立向居の声がかかり、太鼓の○人戦が始まった。


******


それからは凄まじかった。
マックス、半田は当たり前のように高得点を叩き出した。吹雪、豪炎寺、鬼道がそれに続いている。1年組は立向居を除き対決に参加することを辞退している。
で、今は綱海が挑戦している。

「オレに乗れねぇ波はねぇ!!」

大海原のときに音村に仕込まれたのかリズム感が凄かった。
結果は……マックスを抜いてトップにたった。

「嘘!?」
「お、オレトップか?」
「綱海さん…凄い」

ここまでの結果は綱海がトップ、それに続いてマックス、半田、吹雪、鬼道、豪炎寺、染岡、立向居と続いている。ラストは円堂である。

「よーし、頑張るぞー!」
「キャプテン、頑張れでヤンス!」
































「あー!立向居に1点差で負けたァ!」
「惜しかったな、円堂」
「結構、いいところまでいってたのにー。惜しかったね」

円堂は前半は調子が悪かったが、後半で勢いをつけた追い上げを見せた。

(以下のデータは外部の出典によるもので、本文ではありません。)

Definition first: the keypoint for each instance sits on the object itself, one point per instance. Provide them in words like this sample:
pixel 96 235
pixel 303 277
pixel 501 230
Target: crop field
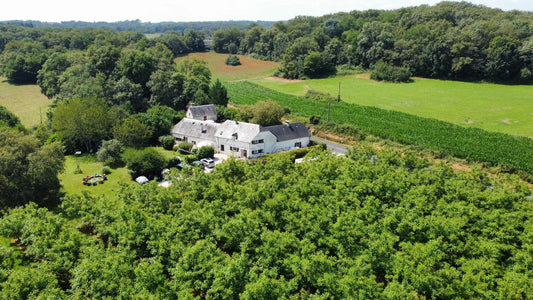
pixel 470 143
pixel 492 107
pixel 249 68
pixel 25 101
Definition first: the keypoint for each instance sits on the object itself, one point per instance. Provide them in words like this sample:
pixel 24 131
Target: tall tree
pixel 82 123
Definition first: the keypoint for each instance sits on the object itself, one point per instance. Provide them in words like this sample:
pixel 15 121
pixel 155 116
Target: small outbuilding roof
pixel 195 129
pixel 239 131
pixel 202 112
pixel 289 131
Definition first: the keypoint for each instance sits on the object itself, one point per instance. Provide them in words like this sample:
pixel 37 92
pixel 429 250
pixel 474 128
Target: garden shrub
pixel 110 152
pixel 105 170
pixel 167 142
pixel 147 162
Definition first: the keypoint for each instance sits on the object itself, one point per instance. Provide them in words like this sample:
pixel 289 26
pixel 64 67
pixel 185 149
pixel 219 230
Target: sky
pixel 206 10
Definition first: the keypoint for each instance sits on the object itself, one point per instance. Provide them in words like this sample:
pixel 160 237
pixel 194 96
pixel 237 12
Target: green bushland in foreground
pixel 513 152
pixel 493 107
pixel 372 225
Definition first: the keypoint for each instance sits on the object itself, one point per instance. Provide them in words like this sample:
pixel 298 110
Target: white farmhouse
pixel 239 139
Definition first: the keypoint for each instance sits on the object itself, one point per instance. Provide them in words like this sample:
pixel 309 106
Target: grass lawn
pixel 249 68
pixel 25 101
pixel 72 183
pixel 493 107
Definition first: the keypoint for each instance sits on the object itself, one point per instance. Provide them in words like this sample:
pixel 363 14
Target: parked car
pixel 208 162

が、前半の結果が響き、惜しくも立向居に1点差で負けてしまった。

「悔しがってるところわりぃが……」
「罰ゲーム、ハイ、引いてねvV」

そして、綱海とマックスにより罰ゲームが執行されたのである。


























「うわー、これ、ヒラヒラすんな。動きずらい」
「え、えええええええええ円堂!そ、それ以上ヒラヒラさせないように動くなッ!!」

罰ゲームを決めるくじ引きの結果、円堂は某カードゲームアニメの黒魔術師少女のコスプレをしていた(ちなみに吹雪と同じアニメである)
ヒラヒラが気になるのか、どうも落ち着きがない。
動く度に、チラチラと見えそうで見えないところが皆を刺激している。

(……さっきから、こう、なんだ?気になって仕方ない…ッ)
(え、ええええええ円堂さん!襲ってしまいたいくらいかわいいですvv)

ちなみに、上のふたりに限らず、皆思ったことを声には出さず叫んでいた。

「なぁ、もう着替えていいか?動きずらくて仕方ないや」
「そうだね、着替えようか」
「あ、オレも着替えるー!」

女装していた3人(円堂、吹雪、半田)は、着替えを持って部室を出ていった。
残されたメンバーは、しばらく動けなくなっていたそうな。
そして、次にこんなことをするときはコスプレ関係の罰ゲームを減らそうと全員が誓った。


End


罰ゲーム(コスプレ)一覧

円堂→ブラマジガール
吹雪→サイマジ
鬼道さん→アレルヤ(2期)
半田→メイド


他に鬼道さんはハレルヤ、(描写はないけど)豪炎寺はデンジのものまねをしました。